第31章 31.酿酒钓虾
商三儿又问:“城隍爷可知青牛观根脚?”
城隍答道:“他家开山不算久,七百多年前,有位道人在地龙山边,曾见青牛化石,就在那立观授徒,拜祭青牛,好些修者都去瞧过,那头石牛别无神异处,但确实天然成石,最是肖像,连鼻环、拴牛桩都有!”
“他家开山道人修为不高,门下倒曾出过两位九阶人仙,但没能晋成地仙,都寿尽死了,这百多年更不顺,门内最高只到八阶。吕氏渐起之后,收东山郡内山野宗门为用,他家也只能俯首听命,郡守送得有个儿子拜入青牛观,等现任观主寿终,恐就要接任。”
商三儿点头:“怪不得他家女冠,竟做那二小姐的侍女!城隍爷知吕二小姐么?”
城隍答:“郡守府公子小姐中,就以这位二小姐最适合修他家的妙法,耳报神常听吕家仆役说,咱们东山郡,下任或是个女郡守!”
天仙再传的旁支,吕氏所修的也是天仙妙法。
听城隍提到耳报神,商三儿想起一事,问:“城隍爷,可能止别家耳报神探咱们绿柳城?”
城隍答:“当然!但若这般行事,与别家却要生隙,往后咱们的耳报神也难进别城。

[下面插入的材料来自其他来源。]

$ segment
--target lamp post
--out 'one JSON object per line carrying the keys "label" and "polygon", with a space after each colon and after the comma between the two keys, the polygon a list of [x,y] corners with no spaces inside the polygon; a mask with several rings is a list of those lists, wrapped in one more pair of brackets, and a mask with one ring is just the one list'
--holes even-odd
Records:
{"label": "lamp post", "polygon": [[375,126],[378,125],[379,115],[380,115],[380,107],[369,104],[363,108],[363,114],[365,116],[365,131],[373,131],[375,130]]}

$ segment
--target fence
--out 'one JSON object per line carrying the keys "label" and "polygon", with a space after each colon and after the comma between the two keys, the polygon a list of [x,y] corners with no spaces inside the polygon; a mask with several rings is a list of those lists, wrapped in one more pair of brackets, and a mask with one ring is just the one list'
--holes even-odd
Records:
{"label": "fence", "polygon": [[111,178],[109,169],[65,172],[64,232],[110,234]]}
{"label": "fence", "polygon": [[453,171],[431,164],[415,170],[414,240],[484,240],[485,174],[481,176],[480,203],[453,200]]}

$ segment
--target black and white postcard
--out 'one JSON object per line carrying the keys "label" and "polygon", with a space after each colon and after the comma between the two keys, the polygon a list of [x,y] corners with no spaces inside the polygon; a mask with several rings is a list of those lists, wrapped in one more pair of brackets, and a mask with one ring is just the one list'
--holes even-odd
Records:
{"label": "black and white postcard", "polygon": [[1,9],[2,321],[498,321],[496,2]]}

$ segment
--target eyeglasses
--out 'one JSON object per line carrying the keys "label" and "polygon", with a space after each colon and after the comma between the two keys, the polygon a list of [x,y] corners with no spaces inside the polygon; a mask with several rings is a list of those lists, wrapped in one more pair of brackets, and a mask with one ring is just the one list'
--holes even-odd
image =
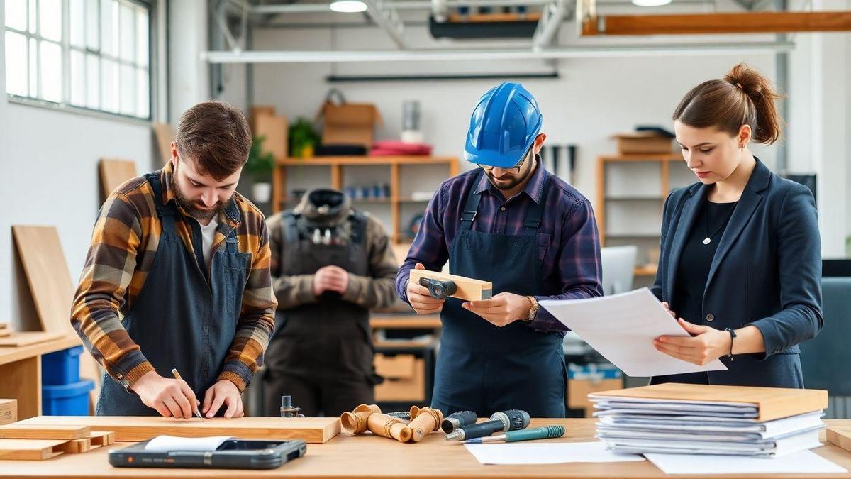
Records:
{"label": "eyeglasses", "polygon": [[[520,159],[520,163],[515,164],[514,166],[509,166],[508,168],[503,168],[503,170],[505,170],[505,171],[509,171],[509,172],[511,172],[513,175],[518,175],[518,174],[520,174],[520,169],[523,167],[523,164],[526,163],[526,159],[528,159],[529,156],[531,156],[531,154],[532,154],[532,148],[529,148],[529,151],[526,152],[526,154],[523,155],[523,158],[522,158]],[[488,165],[486,165],[486,164],[479,164],[478,163],[477,163],[476,164],[479,168],[484,170],[485,171],[487,171],[488,173],[490,173],[491,170],[493,170],[494,168],[494,166],[488,166]]]}

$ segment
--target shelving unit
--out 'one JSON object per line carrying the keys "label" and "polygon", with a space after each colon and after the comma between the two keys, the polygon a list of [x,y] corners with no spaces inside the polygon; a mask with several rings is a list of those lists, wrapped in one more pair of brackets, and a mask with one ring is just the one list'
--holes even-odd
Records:
{"label": "shelving unit", "polygon": [[[623,175],[630,177],[630,186],[635,188],[629,191],[611,191],[607,174],[611,172],[612,169],[619,167],[627,170],[658,168],[659,176],[654,176],[654,180],[659,182],[658,188],[654,185],[648,187],[647,182],[642,182],[643,178],[631,178],[631,171],[627,170]],[[621,217],[625,215],[638,216],[637,213],[640,213],[642,208],[646,209],[648,204],[651,205],[657,204],[654,206],[658,206],[659,216],[656,217],[654,214],[654,219],[660,223],[662,208],[668,193],[673,189],[695,181],[683,164],[683,156],[673,153],[600,156],[597,163],[597,209],[595,215],[600,230],[600,243],[604,246],[615,245],[614,244],[637,244],[639,246],[639,257],[635,275],[637,277],[655,275],[657,267],[654,260],[658,260],[659,257],[660,228],[654,225],[652,233],[647,230],[626,230],[623,225],[616,224],[618,218],[611,217],[615,215],[609,214],[609,208],[616,205],[621,212]],[[633,184],[633,180],[636,184]],[[651,245],[651,243],[654,245]]]}
{"label": "shelving unit", "polygon": [[325,167],[329,169],[330,182],[328,185],[342,190],[345,187],[344,167],[349,166],[385,166],[390,169],[390,196],[388,198],[353,199],[352,204],[363,210],[369,205],[389,205],[391,208],[391,234],[393,243],[399,244],[406,239],[402,234],[401,205],[422,204],[425,209],[428,199],[414,199],[410,196],[403,196],[400,191],[401,176],[403,170],[408,165],[436,165],[447,168],[446,178],[458,174],[459,164],[456,157],[424,157],[424,156],[334,156],[316,157],[311,159],[279,159],[275,162],[272,172],[272,211],[278,212],[288,205],[292,205],[294,199],[289,196],[287,179],[290,168],[294,167]]}

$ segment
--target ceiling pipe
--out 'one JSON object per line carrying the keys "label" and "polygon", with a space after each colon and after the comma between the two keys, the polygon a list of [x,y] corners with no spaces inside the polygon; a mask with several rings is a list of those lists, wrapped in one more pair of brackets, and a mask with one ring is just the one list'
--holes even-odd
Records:
{"label": "ceiling pipe", "polygon": [[488,60],[558,60],[569,58],[622,58],[671,56],[677,55],[737,55],[791,51],[793,42],[736,42],[722,43],[649,43],[625,45],[583,45],[543,49],[437,49],[374,51],[206,51],[202,60],[209,63],[346,63],[357,61],[463,61]]}

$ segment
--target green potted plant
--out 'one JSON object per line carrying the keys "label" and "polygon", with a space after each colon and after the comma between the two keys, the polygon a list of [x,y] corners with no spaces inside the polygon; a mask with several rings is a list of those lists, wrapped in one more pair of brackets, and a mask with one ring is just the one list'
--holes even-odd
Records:
{"label": "green potted plant", "polygon": [[248,160],[245,163],[245,172],[251,176],[252,197],[255,203],[268,203],[271,199],[271,171],[275,167],[275,157],[263,150],[265,136],[254,136],[248,151]]}

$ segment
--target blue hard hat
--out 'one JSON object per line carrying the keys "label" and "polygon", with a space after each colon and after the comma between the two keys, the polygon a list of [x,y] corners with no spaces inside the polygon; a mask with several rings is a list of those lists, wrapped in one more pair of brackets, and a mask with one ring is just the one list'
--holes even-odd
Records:
{"label": "blue hard hat", "polygon": [[540,131],[540,110],[520,84],[504,83],[482,95],[470,118],[464,159],[511,168],[526,154]]}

”
商三儿挥手:“不相干!往后别家耳报神都撵出去,只允龙鳞城的进来,郡守若与我翻脸,连他家一起撵!”
“成!”
礼宾司里,听陈武提到多宝阁之行,商三儿花六十叶为屠壮定下五支好箭,陈婆婆冷哼:“哼!卖了条五节虾,小龟孙就花一半收人心,其它事儿呢?”
陈武低着头:“其它就是买些杂物、粮食,他去城主府、石场,都未带我,儿子就不知究竟!娘,他...他说得罪了吕...吕家二...二小姐,这...这城怕...怕是不安稳,咱......”
“过去歇着吧,你媳妇还等着呢!”
“哦!”
——
天明后,商三儿叫来曹四和屠家年轻人们,分派任务。
田余昨夜轮值,商三儿没想着喊他,但他自己跑来,一脸笑:“城主回来,或有事吩咐,晚些再去补觉。”
对人仙来说,几宿不睡觉也没关系,自是由得他献殷勤。
头一桩是分粮食,各已安下家,不好再全涌进城主府吃饭,粮食分到户,肉食则三天来城主府取一回,冰窖存肉没了再叫屠壮宰杀。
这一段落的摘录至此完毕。